Vai passando a procissão



A época pascal é, decerto, aquele período do ano em que se realiza o maior número de procissões. A quadra natalícia também as tem, assim como a data em que se celebra o Corpo de Deus, mas é na Páscoa, com o registo da morte de Cristo e sua ressurreição que se realizam mais manifestações religiosas desta ordem. Procurei nos meus álbuns fotográficos a foto de uma procissão. Encontrei várias. As duas acima foram tiradas na mesma altura. O padre da paróquia, debaixo do pálio, segue, com as mãos em jeito de oração. Vai acolitado por um grupo de homens-bons. Logo atrás segue a banda filarmónica da terra e, imediatamente a seguir, vem a multidão que enche literalmente as ruas relativamente estreitas.
Alguns dos rostos da multidão que vemos na segunda foto lembram-me as feições das personagens delineadas e pintadas por Nuno Gonçalves no seu célebre políptico. As fotos foram tiradas poucos anos antes do 25 de Abril de 1974. Muitos dos que aqui estão, cristalizados naquele instante pela máquina fotográfica, já abandonaram o mundo dos vivos. É algo que não pode deixar de impressionar e trazer-nos à mente, se preciso fosse, a nossa iniludível efemeridade. Por outro lado, crianças que seguem ao colo das mães são hoje homens feitos que às suas mães possivelmente deram vários netos. As pessoas que acompanham e participam numa procissão estão simultaneamente a prestar uma homenagem religiosa e a procurar uma bênção para si próprias e para aqueles que levam consigo – um pouco como as raparigas solteiras que, numa boda de casamento, se encafuam debaixo do véu da noiva para que também elas tenham a sorte de se casar.
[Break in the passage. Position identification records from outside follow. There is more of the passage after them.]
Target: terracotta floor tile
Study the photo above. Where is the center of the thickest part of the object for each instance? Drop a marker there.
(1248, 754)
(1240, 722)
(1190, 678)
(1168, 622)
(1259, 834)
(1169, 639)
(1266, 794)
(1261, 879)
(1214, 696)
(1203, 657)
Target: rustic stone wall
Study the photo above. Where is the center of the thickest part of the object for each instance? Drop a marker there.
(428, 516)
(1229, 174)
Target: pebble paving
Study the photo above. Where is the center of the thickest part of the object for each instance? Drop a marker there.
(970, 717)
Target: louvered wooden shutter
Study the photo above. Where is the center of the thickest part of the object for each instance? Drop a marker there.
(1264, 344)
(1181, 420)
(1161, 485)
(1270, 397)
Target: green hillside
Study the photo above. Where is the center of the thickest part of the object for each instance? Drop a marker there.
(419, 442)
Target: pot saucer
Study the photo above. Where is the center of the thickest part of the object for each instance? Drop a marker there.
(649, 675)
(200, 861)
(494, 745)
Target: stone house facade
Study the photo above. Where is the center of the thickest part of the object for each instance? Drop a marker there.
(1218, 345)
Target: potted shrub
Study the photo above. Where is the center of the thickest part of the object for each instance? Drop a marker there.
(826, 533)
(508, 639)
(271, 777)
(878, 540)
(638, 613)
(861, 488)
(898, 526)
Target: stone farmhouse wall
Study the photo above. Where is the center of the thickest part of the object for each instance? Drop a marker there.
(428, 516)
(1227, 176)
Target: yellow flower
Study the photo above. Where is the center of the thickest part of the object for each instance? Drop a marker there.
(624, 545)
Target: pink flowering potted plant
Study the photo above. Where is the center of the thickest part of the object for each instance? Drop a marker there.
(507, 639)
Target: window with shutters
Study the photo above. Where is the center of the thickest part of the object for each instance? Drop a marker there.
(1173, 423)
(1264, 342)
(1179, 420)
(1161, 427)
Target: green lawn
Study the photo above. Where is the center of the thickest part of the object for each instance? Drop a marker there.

Por seu lado, a imprescindível banda de música repleta de reluzentes metais, instrumentos de sopro e de percussão, empresta um calor e uma solenidade especiais ao cortejo. Para as pessoas que se amontoam nas varandas decoradas com colchas vermelhas ou à janela das casas, a vibração causada pelos metais da banda impressiona poderosamente. Trombones, saxofones, trompas e fagotes ecoam contra as paredes das ruas da povoação por onde a procissão passa e as abençoa. Com cruzes, sacrários e imagens que saem excepcionalmente da igreja nessa ocasião, o cortejo acaba por se transformar numa missa itinerante celebrada ao ar livre. Tem o seu quê de operático.